Like it or loathe it, the campaign finance bill is a major accomplishment for a Congress that has been prone to gridlock. Energy legislation is in danger of dying in the Senate--or emerging stripped of its major initiatives. It took lawmakers six months to pass a three-month extension of unemployment benefits, usually a routine measure during a recession. The House and Senate are at loggerheads over this year's budget, and Bush's hopes of passing additional tax cuts are essentially dead on arrival.
The current campaign finance bill passed where others failed in part because it is far more limited in scope. Bills in the early 1990s called for voluntary spending limits for congressional campaigns, limits on political action committees and a ban on unlimited campaign contributions to political parties known as soft money. The bill that cleared Congress does little more than prohibit soft money--a shrewd retreat, said Sen. Mitch McConnell (R-Ky.), the bill's most vocal foe, because it forced reform critics to defend the most problematic part of the campaign system.

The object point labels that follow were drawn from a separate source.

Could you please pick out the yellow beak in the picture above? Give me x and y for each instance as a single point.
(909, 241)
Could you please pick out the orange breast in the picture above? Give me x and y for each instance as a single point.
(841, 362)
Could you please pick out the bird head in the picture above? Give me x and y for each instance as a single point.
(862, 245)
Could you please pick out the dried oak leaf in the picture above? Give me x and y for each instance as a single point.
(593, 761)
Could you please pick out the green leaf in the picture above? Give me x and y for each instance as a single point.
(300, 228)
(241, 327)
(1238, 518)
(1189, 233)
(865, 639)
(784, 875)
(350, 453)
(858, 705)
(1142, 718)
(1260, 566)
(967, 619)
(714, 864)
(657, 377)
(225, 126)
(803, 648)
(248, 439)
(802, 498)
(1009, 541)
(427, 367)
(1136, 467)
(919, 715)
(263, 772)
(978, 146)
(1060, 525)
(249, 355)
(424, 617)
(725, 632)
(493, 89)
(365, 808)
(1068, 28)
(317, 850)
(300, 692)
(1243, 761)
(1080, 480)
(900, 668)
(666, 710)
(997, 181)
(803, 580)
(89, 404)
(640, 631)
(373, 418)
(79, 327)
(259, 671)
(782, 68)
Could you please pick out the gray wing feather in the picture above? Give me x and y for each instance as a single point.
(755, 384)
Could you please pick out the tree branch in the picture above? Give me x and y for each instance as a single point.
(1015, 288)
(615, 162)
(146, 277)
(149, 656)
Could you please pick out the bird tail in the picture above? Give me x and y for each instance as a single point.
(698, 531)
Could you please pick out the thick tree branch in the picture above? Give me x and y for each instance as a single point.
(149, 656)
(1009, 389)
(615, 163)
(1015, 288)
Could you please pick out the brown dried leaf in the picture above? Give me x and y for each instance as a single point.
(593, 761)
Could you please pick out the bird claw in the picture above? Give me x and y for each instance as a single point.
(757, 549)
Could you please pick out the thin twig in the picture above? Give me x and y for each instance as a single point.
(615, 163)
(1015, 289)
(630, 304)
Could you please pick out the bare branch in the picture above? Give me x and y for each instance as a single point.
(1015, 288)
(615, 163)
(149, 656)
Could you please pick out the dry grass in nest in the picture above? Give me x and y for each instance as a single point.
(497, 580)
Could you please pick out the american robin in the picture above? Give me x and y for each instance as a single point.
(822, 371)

The bill has been propelled by a stream of political scandals that ensnared large contributors, from the savings and loan scandal of the late 1980s to the revelations about President Clinton's fund-raising techniques in his 1996 reelection campaign to the current controversy over the political influence of Enron.
In 2000 Election, Voters Took Notice
Although voters have often seemed indifferent to the issue, the 2000 election suggested otherwise. Several Senate Democrats who defeated incumbent Republicans credited their victories, in part, to their support for campaign reform. The potential of the issue was personified by the surprisingly strong showing of Sen. John McCain (R-Ariz.) in his fight against Bush for the 2000 GOP nomination.
Perhaps the most striking sign of how the political calculus has shifted in favor of reform is Bush's decision to sign a bill that he called "unilateral disarmament" in the 2000 campaign. The absence of opposition from Bush, McConnell said, was crucial to the bill's success.
The irony that Bush will be the one to sign McCain's bill was not lost on Marshall Wittmann, an analyst at the Hudson Institute who supported McCain's presidential bid.
"Deep down, what is most striking is that we reach the end of the road and a Republican president is going to sign it," Wittmann said.
One possible reason, he added, is that many Republicans "understand that they have an Achilles' heel: their relationship with big money."
It is also striking that Congress would pass the bill despite the uncertainty about how it will affect the balance of power between the parties.
Many Republicans believe the new law would play to their party's fund-raising strengths. But the GOP has led the charge against it, with House Speaker J. Dennis Hastert (R-Ill.) warning earlier this year that its enactment would cost his party control of the House.